Cronicas de Arcadia

A Aberração e o Ninguém - Parte 3


Ozires sente seu corpo sendo puxado cada vez mais para o fundo do lago, descendo em grande velocidade. Tudo foi ficando escuro até ele não conseguir ver mais nada. O frio congelante do lago desaparece. O jovem sente que até o próprio lago, aparentemente, desapareceu. Seu corpo passa a flutuar no nada.

— O experimento foi um fracasso. - Diz uma voz feminina. - Deveríamos destruir ele.

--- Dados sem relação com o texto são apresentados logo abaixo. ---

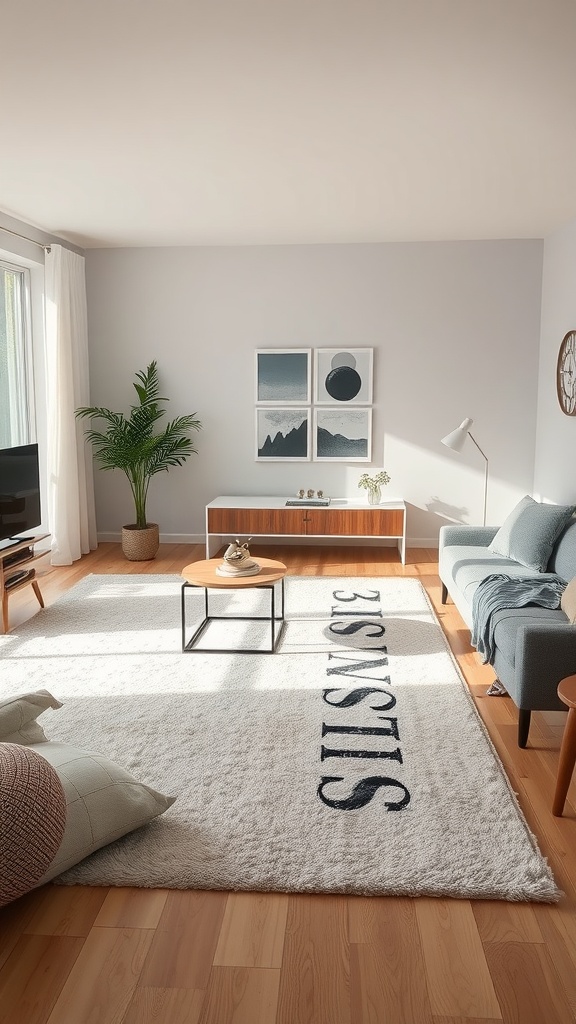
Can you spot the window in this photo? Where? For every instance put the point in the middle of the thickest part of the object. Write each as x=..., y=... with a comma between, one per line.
x=15, y=356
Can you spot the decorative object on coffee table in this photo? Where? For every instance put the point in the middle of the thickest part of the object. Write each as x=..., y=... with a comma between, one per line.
x=131, y=444
x=237, y=560
x=374, y=485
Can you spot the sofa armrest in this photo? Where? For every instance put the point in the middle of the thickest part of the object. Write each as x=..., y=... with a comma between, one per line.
x=458, y=534
x=545, y=653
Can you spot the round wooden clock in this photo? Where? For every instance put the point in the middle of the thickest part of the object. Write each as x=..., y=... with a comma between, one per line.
x=566, y=374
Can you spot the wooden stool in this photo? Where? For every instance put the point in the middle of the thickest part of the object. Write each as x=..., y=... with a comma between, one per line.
x=567, y=693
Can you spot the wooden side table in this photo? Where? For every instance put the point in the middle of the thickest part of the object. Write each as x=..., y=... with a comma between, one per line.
x=14, y=571
x=567, y=693
x=204, y=574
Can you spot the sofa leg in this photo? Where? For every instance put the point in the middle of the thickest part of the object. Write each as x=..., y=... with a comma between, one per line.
x=523, y=726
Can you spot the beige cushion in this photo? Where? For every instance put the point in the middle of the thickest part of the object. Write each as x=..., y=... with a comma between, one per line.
x=32, y=819
x=17, y=717
x=568, y=601
x=104, y=802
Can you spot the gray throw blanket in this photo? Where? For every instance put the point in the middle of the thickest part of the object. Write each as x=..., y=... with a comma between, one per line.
x=499, y=591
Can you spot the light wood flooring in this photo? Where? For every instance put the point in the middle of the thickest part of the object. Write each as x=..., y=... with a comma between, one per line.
x=88, y=955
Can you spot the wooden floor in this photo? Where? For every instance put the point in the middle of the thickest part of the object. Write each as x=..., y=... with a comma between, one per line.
x=87, y=955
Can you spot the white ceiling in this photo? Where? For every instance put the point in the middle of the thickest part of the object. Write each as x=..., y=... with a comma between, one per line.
x=211, y=122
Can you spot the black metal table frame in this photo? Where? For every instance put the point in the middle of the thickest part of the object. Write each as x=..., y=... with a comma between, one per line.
x=190, y=645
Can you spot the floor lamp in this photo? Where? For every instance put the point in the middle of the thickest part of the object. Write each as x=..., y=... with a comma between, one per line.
x=456, y=440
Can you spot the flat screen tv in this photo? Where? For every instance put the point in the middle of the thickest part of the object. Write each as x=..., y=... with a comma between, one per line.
x=19, y=493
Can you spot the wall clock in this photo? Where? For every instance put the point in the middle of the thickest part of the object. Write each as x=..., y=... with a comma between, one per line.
x=566, y=374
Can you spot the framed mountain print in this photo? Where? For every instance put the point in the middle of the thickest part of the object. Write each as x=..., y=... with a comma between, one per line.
x=283, y=434
x=342, y=434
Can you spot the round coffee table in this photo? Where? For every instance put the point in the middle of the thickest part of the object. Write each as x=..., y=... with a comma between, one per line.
x=567, y=693
x=203, y=574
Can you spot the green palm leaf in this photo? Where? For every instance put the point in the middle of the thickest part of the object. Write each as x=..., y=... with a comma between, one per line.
x=133, y=444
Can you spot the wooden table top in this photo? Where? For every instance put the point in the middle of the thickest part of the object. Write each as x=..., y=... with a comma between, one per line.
x=204, y=573
x=567, y=691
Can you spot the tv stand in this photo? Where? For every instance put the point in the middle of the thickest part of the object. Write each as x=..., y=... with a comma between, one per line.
x=16, y=570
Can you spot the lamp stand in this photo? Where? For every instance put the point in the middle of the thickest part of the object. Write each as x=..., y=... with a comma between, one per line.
x=485, y=457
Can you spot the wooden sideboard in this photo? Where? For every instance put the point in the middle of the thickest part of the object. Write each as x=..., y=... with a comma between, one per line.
x=231, y=516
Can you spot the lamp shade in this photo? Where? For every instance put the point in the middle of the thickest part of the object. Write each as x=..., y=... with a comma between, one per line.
x=456, y=438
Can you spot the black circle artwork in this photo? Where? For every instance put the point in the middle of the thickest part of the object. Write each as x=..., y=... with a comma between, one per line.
x=343, y=383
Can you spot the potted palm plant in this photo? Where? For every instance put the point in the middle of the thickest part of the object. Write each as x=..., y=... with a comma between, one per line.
x=135, y=445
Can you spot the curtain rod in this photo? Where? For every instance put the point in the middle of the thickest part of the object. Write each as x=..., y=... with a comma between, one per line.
x=46, y=246
x=26, y=238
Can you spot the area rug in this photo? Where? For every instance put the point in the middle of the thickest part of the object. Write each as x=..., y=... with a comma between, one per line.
x=356, y=764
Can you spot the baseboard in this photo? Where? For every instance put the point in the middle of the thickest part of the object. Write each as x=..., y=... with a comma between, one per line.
x=116, y=538
x=411, y=542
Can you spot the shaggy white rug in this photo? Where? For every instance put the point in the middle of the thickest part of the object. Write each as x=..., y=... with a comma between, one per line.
x=359, y=767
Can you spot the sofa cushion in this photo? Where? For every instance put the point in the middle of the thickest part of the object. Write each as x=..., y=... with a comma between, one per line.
x=32, y=819
x=568, y=601
x=466, y=565
x=529, y=534
x=507, y=621
x=17, y=717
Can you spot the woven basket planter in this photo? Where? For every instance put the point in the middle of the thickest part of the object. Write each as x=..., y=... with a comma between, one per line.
x=140, y=545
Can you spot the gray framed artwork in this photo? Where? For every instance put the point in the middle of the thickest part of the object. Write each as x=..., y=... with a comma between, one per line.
x=283, y=376
x=283, y=434
x=342, y=434
x=343, y=376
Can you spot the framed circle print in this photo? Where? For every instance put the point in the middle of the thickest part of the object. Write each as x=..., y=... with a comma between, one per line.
x=343, y=376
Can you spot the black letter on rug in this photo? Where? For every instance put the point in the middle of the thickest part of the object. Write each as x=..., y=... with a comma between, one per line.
x=363, y=793
x=352, y=668
x=353, y=697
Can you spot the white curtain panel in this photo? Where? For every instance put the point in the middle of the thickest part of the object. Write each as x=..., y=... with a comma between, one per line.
x=71, y=489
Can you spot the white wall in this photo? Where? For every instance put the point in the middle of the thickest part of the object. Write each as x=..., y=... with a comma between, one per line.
x=455, y=328
x=554, y=477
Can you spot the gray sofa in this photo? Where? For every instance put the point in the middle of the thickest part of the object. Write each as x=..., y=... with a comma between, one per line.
x=535, y=647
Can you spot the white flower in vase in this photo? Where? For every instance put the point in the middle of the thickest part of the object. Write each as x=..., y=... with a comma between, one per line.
x=374, y=484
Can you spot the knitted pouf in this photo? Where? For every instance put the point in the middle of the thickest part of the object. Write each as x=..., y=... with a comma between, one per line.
x=32, y=819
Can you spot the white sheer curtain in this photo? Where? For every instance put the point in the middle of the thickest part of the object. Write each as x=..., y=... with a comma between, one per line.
x=71, y=492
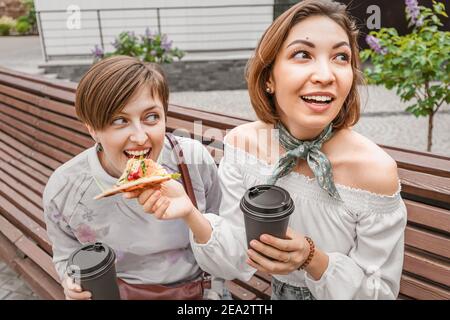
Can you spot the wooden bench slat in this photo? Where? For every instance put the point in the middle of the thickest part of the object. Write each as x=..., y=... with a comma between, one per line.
x=14, y=189
x=421, y=290
x=41, y=136
x=420, y=162
x=9, y=230
x=24, y=177
x=427, y=241
x=40, y=101
x=238, y=292
x=40, y=281
x=22, y=166
x=428, y=216
x=25, y=224
x=210, y=119
x=66, y=86
x=427, y=267
x=45, y=163
x=41, y=113
x=38, y=88
x=425, y=185
x=34, y=144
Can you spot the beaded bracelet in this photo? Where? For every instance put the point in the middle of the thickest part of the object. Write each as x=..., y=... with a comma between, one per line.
x=311, y=254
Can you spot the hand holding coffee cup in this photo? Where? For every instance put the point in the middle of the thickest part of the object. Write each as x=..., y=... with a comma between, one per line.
x=273, y=247
x=91, y=269
x=73, y=291
x=276, y=255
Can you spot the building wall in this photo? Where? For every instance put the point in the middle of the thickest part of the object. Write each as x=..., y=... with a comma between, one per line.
x=190, y=28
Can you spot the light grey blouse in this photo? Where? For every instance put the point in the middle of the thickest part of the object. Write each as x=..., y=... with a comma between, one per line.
x=148, y=250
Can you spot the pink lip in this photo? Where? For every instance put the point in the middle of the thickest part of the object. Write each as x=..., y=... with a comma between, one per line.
x=138, y=149
x=317, y=107
x=319, y=93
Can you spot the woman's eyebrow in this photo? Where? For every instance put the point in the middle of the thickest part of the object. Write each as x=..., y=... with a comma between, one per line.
x=340, y=44
x=155, y=106
x=310, y=44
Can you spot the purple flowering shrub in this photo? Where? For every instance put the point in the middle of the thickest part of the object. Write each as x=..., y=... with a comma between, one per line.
x=150, y=47
x=416, y=64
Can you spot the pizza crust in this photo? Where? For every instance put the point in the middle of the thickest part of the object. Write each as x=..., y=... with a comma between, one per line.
x=133, y=185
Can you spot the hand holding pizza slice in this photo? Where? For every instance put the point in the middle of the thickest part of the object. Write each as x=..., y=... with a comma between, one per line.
x=139, y=173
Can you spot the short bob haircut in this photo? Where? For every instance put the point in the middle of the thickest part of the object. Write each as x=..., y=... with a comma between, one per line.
x=109, y=84
x=260, y=65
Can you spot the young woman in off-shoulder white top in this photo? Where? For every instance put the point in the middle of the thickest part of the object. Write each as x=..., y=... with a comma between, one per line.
x=346, y=235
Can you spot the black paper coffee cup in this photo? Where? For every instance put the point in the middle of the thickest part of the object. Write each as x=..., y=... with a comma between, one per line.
x=266, y=209
x=93, y=267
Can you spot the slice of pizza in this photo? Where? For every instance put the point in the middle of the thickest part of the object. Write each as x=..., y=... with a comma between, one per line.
x=139, y=173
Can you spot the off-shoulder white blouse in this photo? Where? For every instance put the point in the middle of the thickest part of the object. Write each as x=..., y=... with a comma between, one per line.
x=363, y=235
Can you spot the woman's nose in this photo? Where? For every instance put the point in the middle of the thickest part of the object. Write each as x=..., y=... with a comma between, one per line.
x=323, y=73
x=139, y=136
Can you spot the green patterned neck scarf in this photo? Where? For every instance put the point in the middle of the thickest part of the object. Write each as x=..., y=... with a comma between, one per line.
x=309, y=150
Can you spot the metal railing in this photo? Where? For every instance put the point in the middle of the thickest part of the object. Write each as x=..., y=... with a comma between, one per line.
x=193, y=29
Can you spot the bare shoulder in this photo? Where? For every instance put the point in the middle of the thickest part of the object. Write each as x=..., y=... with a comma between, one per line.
x=371, y=167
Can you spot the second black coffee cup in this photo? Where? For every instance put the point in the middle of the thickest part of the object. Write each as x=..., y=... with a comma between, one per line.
x=93, y=267
x=266, y=209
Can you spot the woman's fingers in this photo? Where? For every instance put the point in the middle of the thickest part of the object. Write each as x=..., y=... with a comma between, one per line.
x=270, y=252
x=73, y=295
x=253, y=264
x=149, y=202
x=146, y=194
x=72, y=291
x=160, y=208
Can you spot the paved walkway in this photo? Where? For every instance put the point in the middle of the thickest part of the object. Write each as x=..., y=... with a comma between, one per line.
x=383, y=120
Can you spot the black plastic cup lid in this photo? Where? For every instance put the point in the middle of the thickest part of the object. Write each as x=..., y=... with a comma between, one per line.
x=267, y=201
x=90, y=258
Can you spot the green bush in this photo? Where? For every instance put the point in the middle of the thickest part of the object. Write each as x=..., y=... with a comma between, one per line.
x=150, y=47
x=416, y=64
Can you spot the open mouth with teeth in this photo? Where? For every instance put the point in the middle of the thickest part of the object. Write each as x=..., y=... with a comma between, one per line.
x=322, y=100
x=137, y=154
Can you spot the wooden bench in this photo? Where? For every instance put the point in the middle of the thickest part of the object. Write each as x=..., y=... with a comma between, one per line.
x=39, y=131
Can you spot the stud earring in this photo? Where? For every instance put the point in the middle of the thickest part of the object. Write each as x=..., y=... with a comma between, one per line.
x=99, y=147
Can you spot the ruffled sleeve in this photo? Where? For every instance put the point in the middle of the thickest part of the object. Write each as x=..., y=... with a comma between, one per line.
x=224, y=255
x=373, y=267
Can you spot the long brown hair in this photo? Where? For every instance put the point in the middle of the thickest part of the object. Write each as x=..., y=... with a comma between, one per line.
x=260, y=65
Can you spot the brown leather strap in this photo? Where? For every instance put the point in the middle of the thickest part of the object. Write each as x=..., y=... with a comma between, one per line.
x=186, y=178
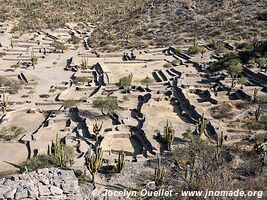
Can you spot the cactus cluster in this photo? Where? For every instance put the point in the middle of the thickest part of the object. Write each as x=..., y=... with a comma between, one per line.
x=121, y=161
x=258, y=113
x=255, y=94
x=169, y=134
x=219, y=144
x=4, y=103
x=97, y=128
x=57, y=149
x=94, y=161
x=84, y=63
x=160, y=173
x=202, y=125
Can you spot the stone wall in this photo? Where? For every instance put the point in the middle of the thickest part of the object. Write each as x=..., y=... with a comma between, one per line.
x=43, y=184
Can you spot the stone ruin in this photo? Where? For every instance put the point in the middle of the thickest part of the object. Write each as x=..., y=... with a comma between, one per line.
x=43, y=184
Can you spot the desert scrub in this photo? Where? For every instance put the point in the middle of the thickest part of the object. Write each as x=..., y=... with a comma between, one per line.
x=252, y=124
x=48, y=160
x=176, y=62
x=222, y=112
x=4, y=174
x=11, y=83
x=10, y=133
x=2, y=54
x=70, y=103
x=167, y=65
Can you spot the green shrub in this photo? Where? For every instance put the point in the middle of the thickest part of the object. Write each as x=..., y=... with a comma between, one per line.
x=195, y=49
x=47, y=161
x=82, y=79
x=2, y=54
x=13, y=84
x=9, y=133
x=176, y=62
x=70, y=103
x=125, y=81
x=5, y=174
x=147, y=81
x=167, y=65
x=106, y=104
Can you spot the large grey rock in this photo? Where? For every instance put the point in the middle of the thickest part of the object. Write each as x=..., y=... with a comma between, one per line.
x=70, y=187
x=44, y=190
x=43, y=171
x=21, y=193
x=11, y=193
x=33, y=192
x=55, y=190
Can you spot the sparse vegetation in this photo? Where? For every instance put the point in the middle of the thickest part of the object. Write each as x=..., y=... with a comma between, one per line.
x=12, y=85
x=8, y=134
x=106, y=104
x=59, y=46
x=147, y=81
x=167, y=65
x=126, y=81
x=70, y=103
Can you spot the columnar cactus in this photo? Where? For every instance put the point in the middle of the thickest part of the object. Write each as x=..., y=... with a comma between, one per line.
x=34, y=60
x=97, y=128
x=58, y=151
x=202, y=125
x=169, y=133
x=160, y=173
x=94, y=161
x=255, y=94
x=61, y=156
x=4, y=103
x=219, y=147
x=121, y=161
x=258, y=113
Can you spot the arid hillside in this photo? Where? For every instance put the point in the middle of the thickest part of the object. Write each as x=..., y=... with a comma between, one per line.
x=138, y=23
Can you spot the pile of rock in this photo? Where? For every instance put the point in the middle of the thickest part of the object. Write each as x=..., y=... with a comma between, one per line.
x=43, y=184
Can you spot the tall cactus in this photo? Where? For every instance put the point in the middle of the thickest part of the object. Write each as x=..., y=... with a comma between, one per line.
x=255, y=95
x=61, y=156
x=58, y=151
x=169, y=133
x=97, y=128
x=121, y=161
x=4, y=103
x=219, y=144
x=94, y=161
x=258, y=113
x=160, y=173
x=202, y=125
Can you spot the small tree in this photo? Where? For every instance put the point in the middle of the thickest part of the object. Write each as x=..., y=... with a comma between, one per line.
x=84, y=63
x=70, y=103
x=258, y=113
x=126, y=81
x=106, y=104
x=147, y=81
x=202, y=125
x=242, y=81
x=160, y=173
x=121, y=161
x=34, y=60
x=94, y=161
x=59, y=46
x=12, y=43
x=188, y=135
x=234, y=69
x=4, y=103
x=262, y=62
x=255, y=95
x=169, y=133
x=97, y=128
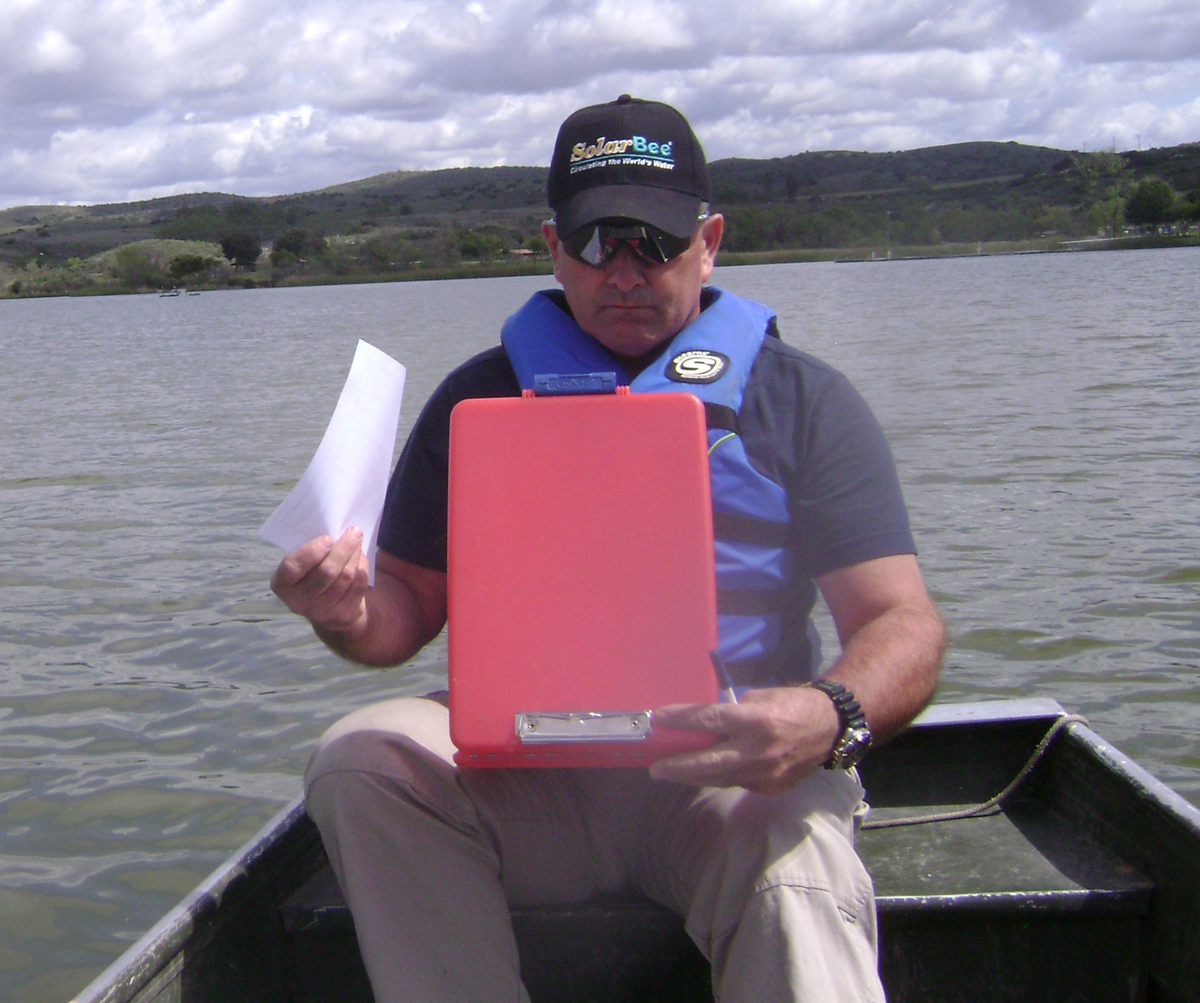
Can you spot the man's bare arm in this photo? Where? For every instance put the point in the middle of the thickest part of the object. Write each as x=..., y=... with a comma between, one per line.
x=892, y=649
x=383, y=625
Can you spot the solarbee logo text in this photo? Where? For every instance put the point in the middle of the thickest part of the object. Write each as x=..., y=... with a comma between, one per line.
x=610, y=148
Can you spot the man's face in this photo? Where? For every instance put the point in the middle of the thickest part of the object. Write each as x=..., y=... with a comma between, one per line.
x=633, y=307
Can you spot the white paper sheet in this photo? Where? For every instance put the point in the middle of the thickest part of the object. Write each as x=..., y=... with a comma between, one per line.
x=347, y=479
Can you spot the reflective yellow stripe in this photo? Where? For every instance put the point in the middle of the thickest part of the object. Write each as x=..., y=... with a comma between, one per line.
x=714, y=445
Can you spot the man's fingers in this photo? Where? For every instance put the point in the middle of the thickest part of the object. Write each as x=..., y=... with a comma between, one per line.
x=300, y=562
x=316, y=577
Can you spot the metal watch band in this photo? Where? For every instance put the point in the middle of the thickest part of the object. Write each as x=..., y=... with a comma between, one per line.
x=856, y=736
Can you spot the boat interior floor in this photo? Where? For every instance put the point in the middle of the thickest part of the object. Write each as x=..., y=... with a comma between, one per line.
x=1023, y=904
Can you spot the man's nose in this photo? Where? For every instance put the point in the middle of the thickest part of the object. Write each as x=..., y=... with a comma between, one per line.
x=625, y=270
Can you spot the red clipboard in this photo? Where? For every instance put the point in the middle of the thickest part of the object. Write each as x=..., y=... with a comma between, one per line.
x=581, y=577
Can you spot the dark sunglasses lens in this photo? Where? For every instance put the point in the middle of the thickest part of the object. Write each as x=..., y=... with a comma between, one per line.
x=599, y=244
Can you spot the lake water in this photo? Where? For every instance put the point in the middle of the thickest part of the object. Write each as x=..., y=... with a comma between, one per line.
x=157, y=704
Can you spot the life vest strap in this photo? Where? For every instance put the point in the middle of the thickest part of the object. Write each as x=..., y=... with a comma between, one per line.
x=720, y=416
x=749, y=529
x=749, y=602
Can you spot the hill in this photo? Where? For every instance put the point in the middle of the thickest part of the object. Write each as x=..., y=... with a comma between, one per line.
x=405, y=221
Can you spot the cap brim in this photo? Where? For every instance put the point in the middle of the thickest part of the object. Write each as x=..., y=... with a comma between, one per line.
x=676, y=212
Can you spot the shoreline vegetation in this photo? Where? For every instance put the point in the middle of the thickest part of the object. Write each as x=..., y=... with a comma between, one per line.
x=966, y=199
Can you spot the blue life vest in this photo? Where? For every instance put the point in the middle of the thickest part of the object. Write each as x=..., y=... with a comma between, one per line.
x=712, y=359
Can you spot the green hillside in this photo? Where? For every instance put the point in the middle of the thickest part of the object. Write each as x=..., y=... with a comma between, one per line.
x=425, y=223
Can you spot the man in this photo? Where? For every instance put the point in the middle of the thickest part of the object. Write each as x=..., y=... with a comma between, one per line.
x=750, y=840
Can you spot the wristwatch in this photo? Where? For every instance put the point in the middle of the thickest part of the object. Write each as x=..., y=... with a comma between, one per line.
x=856, y=736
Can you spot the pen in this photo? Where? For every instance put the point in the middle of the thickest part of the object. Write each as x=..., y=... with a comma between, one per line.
x=723, y=677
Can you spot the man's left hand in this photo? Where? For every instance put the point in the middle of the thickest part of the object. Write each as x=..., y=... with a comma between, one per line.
x=767, y=743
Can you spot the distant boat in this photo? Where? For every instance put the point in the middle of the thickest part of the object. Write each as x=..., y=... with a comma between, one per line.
x=1085, y=884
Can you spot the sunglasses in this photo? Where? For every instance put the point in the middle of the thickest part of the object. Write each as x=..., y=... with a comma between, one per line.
x=598, y=244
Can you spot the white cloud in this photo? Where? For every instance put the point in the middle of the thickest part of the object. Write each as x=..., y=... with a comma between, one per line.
x=55, y=53
x=106, y=100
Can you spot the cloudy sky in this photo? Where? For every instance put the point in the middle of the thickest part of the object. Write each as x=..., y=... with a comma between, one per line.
x=115, y=100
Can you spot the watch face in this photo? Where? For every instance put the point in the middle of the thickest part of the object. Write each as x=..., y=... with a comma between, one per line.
x=852, y=748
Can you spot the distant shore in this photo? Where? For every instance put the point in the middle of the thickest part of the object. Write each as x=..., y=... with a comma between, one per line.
x=61, y=282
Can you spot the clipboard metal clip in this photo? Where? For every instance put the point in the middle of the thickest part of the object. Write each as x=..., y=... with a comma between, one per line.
x=535, y=727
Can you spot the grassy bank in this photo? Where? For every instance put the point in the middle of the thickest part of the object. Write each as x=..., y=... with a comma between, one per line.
x=154, y=265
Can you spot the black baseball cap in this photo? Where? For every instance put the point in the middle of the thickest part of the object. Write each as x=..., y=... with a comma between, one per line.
x=629, y=158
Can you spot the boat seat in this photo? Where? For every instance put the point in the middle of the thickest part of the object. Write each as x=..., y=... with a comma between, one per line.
x=966, y=908
x=1017, y=905
x=616, y=950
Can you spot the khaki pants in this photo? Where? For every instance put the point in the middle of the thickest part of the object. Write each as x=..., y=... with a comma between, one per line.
x=431, y=857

Uma luz ilumina toda a escuridão. A imagem de um humanoide surge na frente de Ozires. Ele estava de olhos fechados, abraçando os joelhos e aparentemente, chorando. Era branco como mármore e não possuía cabelos.

Mas, as orelhas eram de um elfo. Ozires sente um aperto no estomago.

"Sou...Eu...?"

— Ela ainda pode ser útil para alguma coisa – Retruca uma voz masculina.

— Ela!? Não trate essa aberração como se fosse uma pessoa.

A "coisa" reagiu a palavra olhando com fúria para Ozires. Seus olhos eram prateados como os de...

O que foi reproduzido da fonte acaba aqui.